Appuyée sur le bar, un verre à la main, j'observe tranquillement les humains transpirants danser entre eux. Mon esprit divague sur diverses pensées, tandis que mon regard tombe sur une jeune femme, soutenue par une autre. Je ne le remarque pas immédiatement, mais la femme sur laquelle je m'attarde est en pleurs. Parfait pour moi ! Un humain en peine est plus faible que les autres, donc plus atteignable. Il me faudra moins d'effort pour pouvoir lui voler de l'énergie.

Brune aux cheveux courts, ses yeux jaunes m'intriguent un moment avant que je ne comprenne qu'elle porte des lentilles. Enfin, la musique change et la voix pleine de trémolos de Vitaa cesse. Je n'en pouvais plus de ses jérémiades incessantes. Ce genre de musique a le don de m'insupporter. La vie n'est pas toujours belle, mais se plaindre de cette dernière ne changera rien. Maintenant, je peine à reconnaître mais il s'agit de Justin Bieber. Finalement, Vitaa c'était pas si mal...

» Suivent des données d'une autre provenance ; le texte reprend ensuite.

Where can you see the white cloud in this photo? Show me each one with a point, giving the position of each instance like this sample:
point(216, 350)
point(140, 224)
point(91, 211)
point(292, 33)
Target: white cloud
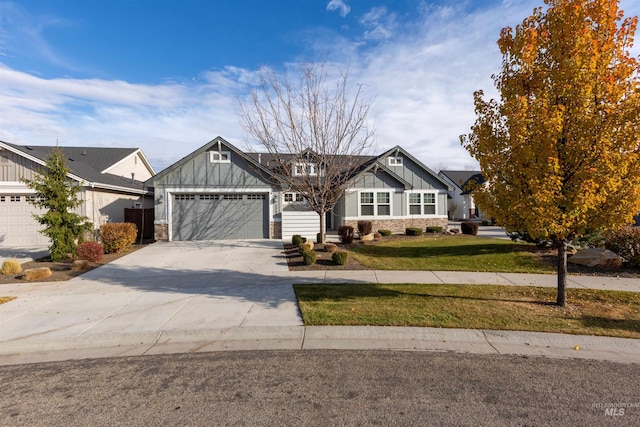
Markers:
point(422, 77)
point(339, 5)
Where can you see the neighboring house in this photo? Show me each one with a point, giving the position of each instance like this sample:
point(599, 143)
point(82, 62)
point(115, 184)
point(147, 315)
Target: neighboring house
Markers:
point(461, 202)
point(220, 192)
point(111, 179)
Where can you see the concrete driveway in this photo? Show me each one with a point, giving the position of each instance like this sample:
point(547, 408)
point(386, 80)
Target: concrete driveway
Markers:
point(174, 286)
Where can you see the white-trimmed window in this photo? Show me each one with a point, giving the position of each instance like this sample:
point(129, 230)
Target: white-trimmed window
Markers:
point(395, 161)
point(375, 203)
point(291, 197)
point(305, 169)
point(422, 203)
point(219, 157)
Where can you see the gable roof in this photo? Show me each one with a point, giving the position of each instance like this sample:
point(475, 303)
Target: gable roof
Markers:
point(86, 164)
point(459, 178)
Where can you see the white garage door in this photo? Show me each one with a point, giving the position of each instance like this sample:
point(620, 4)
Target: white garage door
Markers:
point(17, 226)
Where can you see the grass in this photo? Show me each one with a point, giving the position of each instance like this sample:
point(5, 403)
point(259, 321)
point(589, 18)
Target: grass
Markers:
point(451, 253)
point(6, 299)
point(591, 312)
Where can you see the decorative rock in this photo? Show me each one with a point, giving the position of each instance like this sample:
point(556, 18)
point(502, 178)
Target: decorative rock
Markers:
point(596, 257)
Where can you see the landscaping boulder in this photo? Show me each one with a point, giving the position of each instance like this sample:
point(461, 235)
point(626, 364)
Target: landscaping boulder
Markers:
point(596, 257)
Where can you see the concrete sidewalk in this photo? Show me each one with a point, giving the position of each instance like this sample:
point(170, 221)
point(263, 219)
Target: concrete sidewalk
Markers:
point(180, 298)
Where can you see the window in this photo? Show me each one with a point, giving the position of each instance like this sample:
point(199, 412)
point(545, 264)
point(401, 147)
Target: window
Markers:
point(219, 157)
point(422, 203)
point(395, 161)
point(375, 203)
point(384, 204)
point(290, 197)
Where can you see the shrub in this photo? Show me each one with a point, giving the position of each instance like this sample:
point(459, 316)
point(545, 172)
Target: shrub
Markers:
point(469, 227)
point(346, 233)
point(339, 257)
point(413, 231)
point(364, 228)
point(91, 251)
point(117, 236)
point(36, 273)
point(330, 247)
point(625, 242)
point(305, 246)
point(309, 257)
point(11, 266)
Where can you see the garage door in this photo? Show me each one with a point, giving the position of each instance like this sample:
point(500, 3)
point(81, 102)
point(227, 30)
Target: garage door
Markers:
point(219, 216)
point(17, 226)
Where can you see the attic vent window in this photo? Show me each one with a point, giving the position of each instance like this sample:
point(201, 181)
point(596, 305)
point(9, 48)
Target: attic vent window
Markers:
point(219, 157)
point(395, 161)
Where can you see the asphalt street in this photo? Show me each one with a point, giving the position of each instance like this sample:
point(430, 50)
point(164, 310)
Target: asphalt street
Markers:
point(321, 388)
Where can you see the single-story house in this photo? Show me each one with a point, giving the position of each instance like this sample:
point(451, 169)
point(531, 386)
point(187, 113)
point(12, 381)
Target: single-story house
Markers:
point(111, 180)
point(221, 192)
point(461, 204)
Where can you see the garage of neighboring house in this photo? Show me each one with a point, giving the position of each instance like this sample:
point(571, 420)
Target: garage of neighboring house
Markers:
point(17, 225)
point(213, 216)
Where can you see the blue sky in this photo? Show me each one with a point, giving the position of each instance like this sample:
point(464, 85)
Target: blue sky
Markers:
point(167, 76)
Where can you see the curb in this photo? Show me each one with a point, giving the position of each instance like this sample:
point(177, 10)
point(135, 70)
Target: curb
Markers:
point(620, 350)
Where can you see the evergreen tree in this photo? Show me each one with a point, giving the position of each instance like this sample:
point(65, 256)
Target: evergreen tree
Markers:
point(59, 197)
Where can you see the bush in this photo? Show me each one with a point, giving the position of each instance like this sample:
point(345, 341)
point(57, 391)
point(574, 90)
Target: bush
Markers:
point(346, 233)
point(11, 266)
point(625, 242)
point(364, 228)
point(117, 236)
point(330, 247)
point(413, 231)
point(309, 257)
point(305, 246)
point(469, 227)
point(37, 274)
point(91, 251)
point(340, 257)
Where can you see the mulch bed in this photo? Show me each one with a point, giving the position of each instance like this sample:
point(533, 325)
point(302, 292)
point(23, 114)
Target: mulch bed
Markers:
point(323, 262)
point(61, 271)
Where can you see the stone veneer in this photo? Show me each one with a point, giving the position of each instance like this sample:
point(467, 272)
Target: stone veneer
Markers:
point(161, 232)
point(276, 230)
point(400, 225)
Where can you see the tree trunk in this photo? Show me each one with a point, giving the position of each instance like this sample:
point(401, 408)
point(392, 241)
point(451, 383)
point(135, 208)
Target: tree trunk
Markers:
point(562, 272)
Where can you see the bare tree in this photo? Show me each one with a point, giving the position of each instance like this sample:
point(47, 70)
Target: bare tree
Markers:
point(313, 128)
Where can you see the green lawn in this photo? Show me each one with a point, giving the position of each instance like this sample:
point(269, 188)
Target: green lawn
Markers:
point(590, 312)
point(452, 253)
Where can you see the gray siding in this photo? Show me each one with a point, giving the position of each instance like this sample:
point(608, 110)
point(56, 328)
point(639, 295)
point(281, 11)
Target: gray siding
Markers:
point(416, 175)
point(14, 167)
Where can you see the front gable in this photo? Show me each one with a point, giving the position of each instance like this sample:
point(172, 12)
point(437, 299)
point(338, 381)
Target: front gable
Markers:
point(216, 164)
point(411, 170)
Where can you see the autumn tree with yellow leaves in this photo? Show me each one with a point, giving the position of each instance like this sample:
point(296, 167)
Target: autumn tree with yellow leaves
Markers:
point(560, 149)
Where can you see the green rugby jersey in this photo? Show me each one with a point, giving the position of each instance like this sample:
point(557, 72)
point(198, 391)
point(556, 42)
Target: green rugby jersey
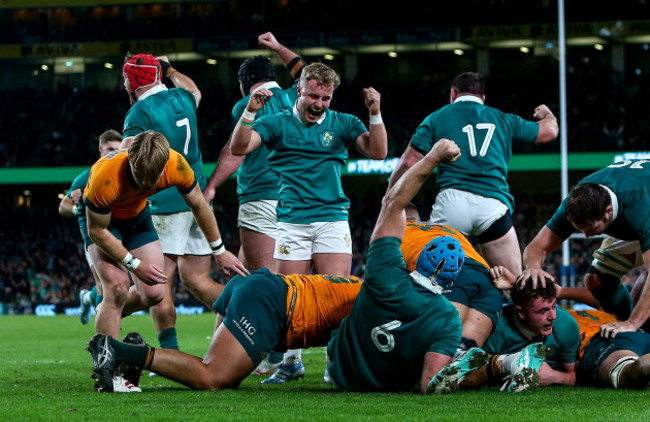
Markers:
point(171, 112)
point(80, 182)
point(394, 322)
point(309, 161)
point(255, 179)
point(630, 182)
point(484, 136)
point(561, 345)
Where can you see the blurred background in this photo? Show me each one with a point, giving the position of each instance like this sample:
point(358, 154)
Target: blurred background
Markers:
point(61, 86)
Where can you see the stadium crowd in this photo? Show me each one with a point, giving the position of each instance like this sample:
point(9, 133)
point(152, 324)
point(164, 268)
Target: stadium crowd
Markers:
point(608, 119)
point(45, 263)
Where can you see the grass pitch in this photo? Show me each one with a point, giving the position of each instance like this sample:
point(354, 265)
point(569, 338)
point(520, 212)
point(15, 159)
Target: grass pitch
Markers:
point(45, 376)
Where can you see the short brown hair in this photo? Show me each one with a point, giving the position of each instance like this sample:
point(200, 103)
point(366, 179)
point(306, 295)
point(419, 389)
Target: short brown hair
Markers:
point(587, 203)
point(148, 155)
point(470, 83)
point(322, 73)
point(523, 291)
point(109, 136)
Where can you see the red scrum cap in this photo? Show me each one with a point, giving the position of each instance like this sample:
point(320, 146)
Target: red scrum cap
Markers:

Je me reconcentre sur la jeune brune. Elle est restée assise à la même place alors que son amie vient vers moi, ou plutôt vers le bar. J'en profite pour pénétrer son esprit, à la recherches de son fantasme...

Je comprends alors pourquoi elle pleure. Rupture. Avec sa petite-amie.

S'il y a bien une chose plus éphémère que la vie, c'est l'amour. L'avantage avec ma race, c'est que l'on ne craint ni l'un, ni l'autre. Seule le sexe nous intéresse. Et ça, bien que ce soit tout aussi temporaire, on finit rarement en pleures à la fin. Sauf si tu as passé un moment qui te damnerait pour l'éternité en Enfer. Et encore moins quand un humain couche avec l'un d'entre nous.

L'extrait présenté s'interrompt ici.